16

As far as I know, multidimensional array on stack will occupy continuous memory in row order. Is it undefined behavior to index multidimensional array using a pointer to elements according to ISO C++ Standard? For example:

#include <iostream>
#include <type_traits>
int main() {
  int a[5][4]{{1,2,3,4},{},{5,6,7,8}};
  constexpr auto sz = sizeof(a) / sizeof(std::remove_all_extents<decltype(a)>::type);
  int *p = &a[0][0];
  int i = p[11];  // <-- here
  p[19] = 20;  // <-- here
  for (int k = 0; k < sz; ++k)
    std::cout << p[k] << ' ';  // <-- and here
  return 0;
}

Above code will compile and run correctly if pointer does not go out of the boundary of array a.

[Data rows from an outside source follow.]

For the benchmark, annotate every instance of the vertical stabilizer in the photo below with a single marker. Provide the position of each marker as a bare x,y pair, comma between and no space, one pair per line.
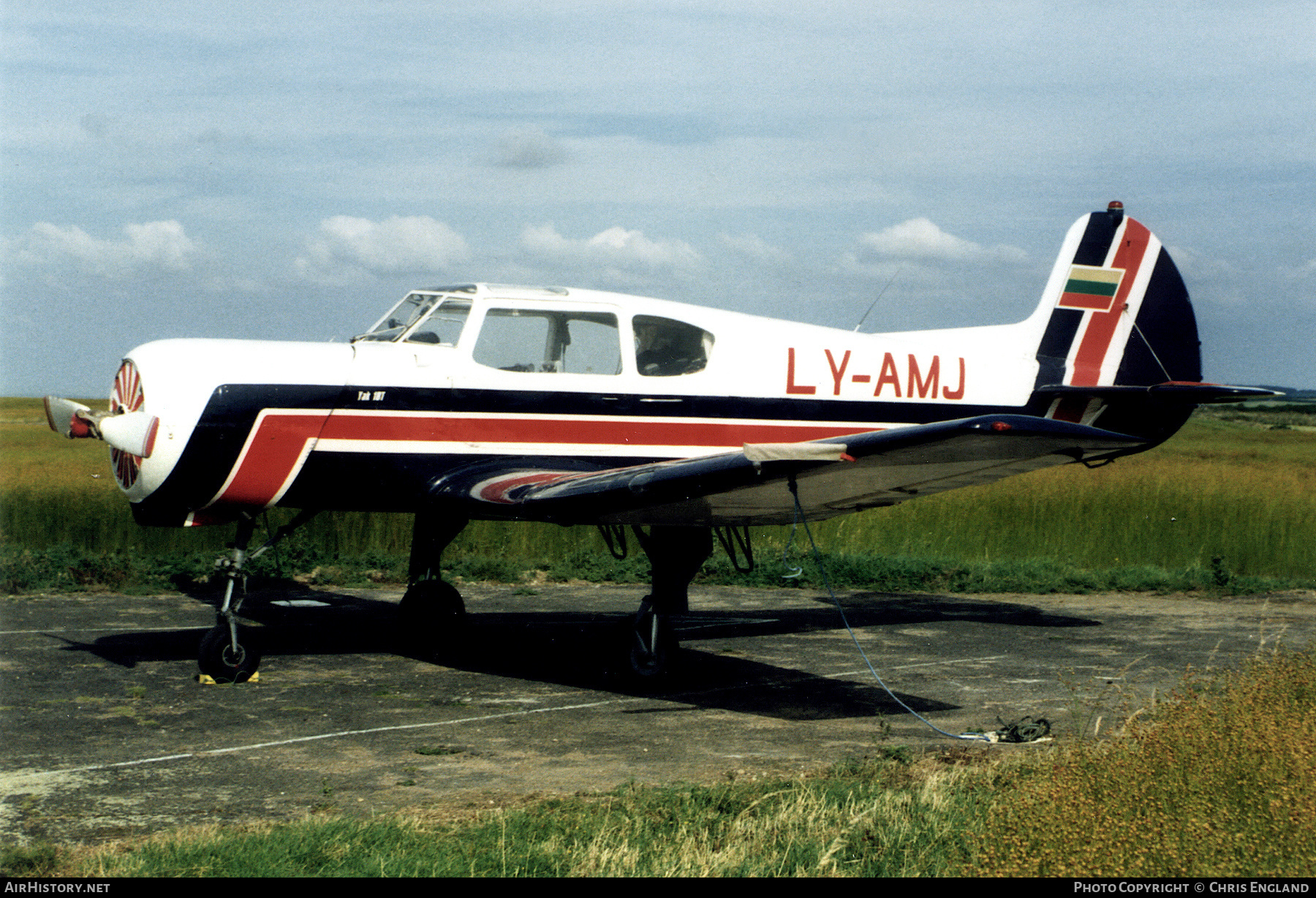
1118,317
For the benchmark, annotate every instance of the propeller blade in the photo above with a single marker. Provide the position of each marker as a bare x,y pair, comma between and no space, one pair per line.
132,432
64,418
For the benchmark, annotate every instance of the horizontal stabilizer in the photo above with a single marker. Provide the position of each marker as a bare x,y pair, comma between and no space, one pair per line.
1171,391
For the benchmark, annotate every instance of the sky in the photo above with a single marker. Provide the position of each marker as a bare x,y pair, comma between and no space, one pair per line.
287,171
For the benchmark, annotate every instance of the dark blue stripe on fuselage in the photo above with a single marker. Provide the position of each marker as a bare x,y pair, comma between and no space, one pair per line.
396,481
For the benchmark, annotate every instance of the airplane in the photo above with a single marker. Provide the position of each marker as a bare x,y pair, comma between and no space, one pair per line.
485,401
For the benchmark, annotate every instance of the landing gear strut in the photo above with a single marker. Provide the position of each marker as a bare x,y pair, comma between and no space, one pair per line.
432,614
676,554
230,652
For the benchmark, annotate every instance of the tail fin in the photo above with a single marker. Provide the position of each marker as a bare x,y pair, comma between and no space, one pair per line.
1118,323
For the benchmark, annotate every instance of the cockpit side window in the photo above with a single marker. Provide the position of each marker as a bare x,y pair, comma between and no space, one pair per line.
668,348
441,327
444,325
549,342
401,317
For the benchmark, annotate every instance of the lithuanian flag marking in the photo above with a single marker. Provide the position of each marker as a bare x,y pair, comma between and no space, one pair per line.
1089,287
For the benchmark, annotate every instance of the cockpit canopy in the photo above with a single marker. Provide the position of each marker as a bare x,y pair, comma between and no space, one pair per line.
545,336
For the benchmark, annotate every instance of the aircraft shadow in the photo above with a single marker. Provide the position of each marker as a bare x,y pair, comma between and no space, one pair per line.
589,651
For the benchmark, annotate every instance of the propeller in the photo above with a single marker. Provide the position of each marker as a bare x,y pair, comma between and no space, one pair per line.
131,432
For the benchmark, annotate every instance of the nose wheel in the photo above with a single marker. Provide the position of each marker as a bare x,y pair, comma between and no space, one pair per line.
230,654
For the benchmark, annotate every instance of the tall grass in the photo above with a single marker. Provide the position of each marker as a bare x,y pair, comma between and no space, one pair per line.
1220,782
1217,781
1217,490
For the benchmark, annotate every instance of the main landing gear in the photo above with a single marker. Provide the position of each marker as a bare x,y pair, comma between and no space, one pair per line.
432,614
676,554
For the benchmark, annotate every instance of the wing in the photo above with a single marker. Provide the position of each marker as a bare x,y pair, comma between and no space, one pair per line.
752,486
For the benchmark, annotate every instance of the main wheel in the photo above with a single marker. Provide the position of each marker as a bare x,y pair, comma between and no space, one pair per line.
219,660
434,618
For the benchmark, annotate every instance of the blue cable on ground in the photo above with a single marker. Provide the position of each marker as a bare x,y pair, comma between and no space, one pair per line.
817,560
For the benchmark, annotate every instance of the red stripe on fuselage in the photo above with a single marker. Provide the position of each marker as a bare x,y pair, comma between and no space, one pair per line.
278,444
1100,328
273,455
572,431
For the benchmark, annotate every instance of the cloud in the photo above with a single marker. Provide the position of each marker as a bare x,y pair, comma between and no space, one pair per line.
348,249
615,246
528,149
921,240
159,245
755,248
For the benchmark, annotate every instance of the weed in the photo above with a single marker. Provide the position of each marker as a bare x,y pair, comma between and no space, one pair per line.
29,860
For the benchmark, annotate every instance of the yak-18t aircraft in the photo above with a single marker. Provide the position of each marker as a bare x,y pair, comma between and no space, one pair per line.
585,407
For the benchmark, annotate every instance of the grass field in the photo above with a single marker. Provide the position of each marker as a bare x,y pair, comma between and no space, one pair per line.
1219,490
1220,780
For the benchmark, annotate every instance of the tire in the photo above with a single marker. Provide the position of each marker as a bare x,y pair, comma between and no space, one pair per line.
220,663
432,618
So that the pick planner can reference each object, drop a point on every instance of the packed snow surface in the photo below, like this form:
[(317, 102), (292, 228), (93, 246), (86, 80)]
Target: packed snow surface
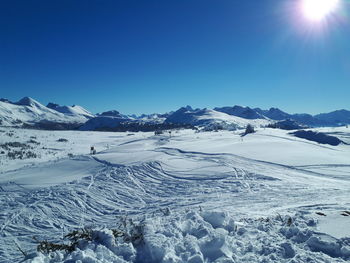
[(199, 197)]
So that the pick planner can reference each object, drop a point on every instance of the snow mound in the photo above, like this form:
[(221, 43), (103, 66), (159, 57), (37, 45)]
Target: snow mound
[(318, 137), (199, 237)]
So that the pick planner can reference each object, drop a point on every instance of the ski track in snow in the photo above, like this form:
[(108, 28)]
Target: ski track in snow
[(245, 187)]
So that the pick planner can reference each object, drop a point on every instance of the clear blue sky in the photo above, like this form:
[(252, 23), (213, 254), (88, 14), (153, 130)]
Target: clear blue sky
[(154, 56)]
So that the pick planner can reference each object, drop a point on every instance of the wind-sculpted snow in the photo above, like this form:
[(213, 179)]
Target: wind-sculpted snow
[(201, 197)]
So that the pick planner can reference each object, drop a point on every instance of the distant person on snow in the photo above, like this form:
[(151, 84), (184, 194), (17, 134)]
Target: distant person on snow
[(92, 150)]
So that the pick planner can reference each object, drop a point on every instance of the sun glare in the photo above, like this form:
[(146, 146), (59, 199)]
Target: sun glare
[(317, 10)]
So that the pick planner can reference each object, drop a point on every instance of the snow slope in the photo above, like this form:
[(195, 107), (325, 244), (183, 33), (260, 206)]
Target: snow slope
[(71, 110), (207, 117), (202, 197), (29, 111)]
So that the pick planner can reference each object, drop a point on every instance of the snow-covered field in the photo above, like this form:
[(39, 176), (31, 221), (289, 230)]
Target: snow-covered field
[(199, 197)]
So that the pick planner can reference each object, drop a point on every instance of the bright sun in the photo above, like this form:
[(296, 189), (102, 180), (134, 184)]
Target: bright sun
[(317, 10)]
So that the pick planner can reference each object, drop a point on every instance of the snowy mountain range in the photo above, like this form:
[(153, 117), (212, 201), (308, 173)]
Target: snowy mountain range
[(28, 112)]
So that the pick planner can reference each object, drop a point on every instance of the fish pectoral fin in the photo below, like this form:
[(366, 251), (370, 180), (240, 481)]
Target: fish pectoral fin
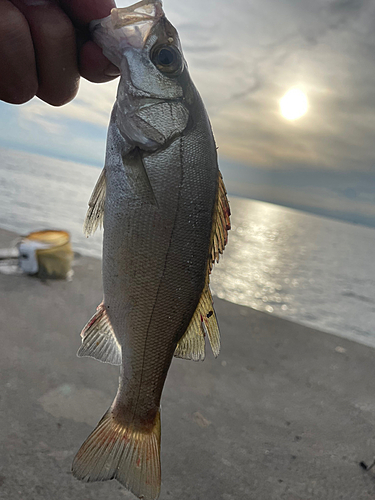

But is this happen because of compiler defined behavior or language standard? Any reference from the ISO C++ Standard would be best.

7
  • 1
    Well I couldn't find anything directly linked from the ISO C++ Standard. But yes, automatically allocated arrays are guaranteed to be stored contiguously in memory. And when you use the index operator i.e. p[11] on a simple pointer it's equivalent to *(p+11), so if there is legitimate data of type *p the behaviour is defined. Commented Dec 16, 2016 at 17:48
  • 4
    I think [expr.add]/5 might forbid this but [dcl.array]/1 does guarantee that the storage is contiguous. Commented Dec 16, 2016 at 17:55
  • 1
    @Yakk it's self evident from definition of pointer increment and of index operator. Technically, C++ standard guarantees that, just you need be a lawyer to read that properly. Multidimensional array is array of arrays (of arrays, and so on). So incrementing index of array leads to increment equal to size of array's element that is sub-array element times length of sub-array.. and so on recursively Commented Dec 16, 2016 at 17:56
  • 2
    @Swift No, access past the end of any array is not legal. Even if you know what is there. Commented Dec 16, 2016 at 18:17
  • 2
    @Swift there is an array of 4 arrays of 5 ints. There is no variable of type int[20]: an array of 20 ints. Commented Dec 16, 2016 at 18:28

3 Answers 3

12

The problem here is the strict aliasing rule that exists in my draft n3337 for C++11 in 3.10 Lvalues and rvalues [basic.lval] § 10. This is an exhaustive list that does not explicetely allow to alias a multidimensional array to an unidimensional one of the whole size.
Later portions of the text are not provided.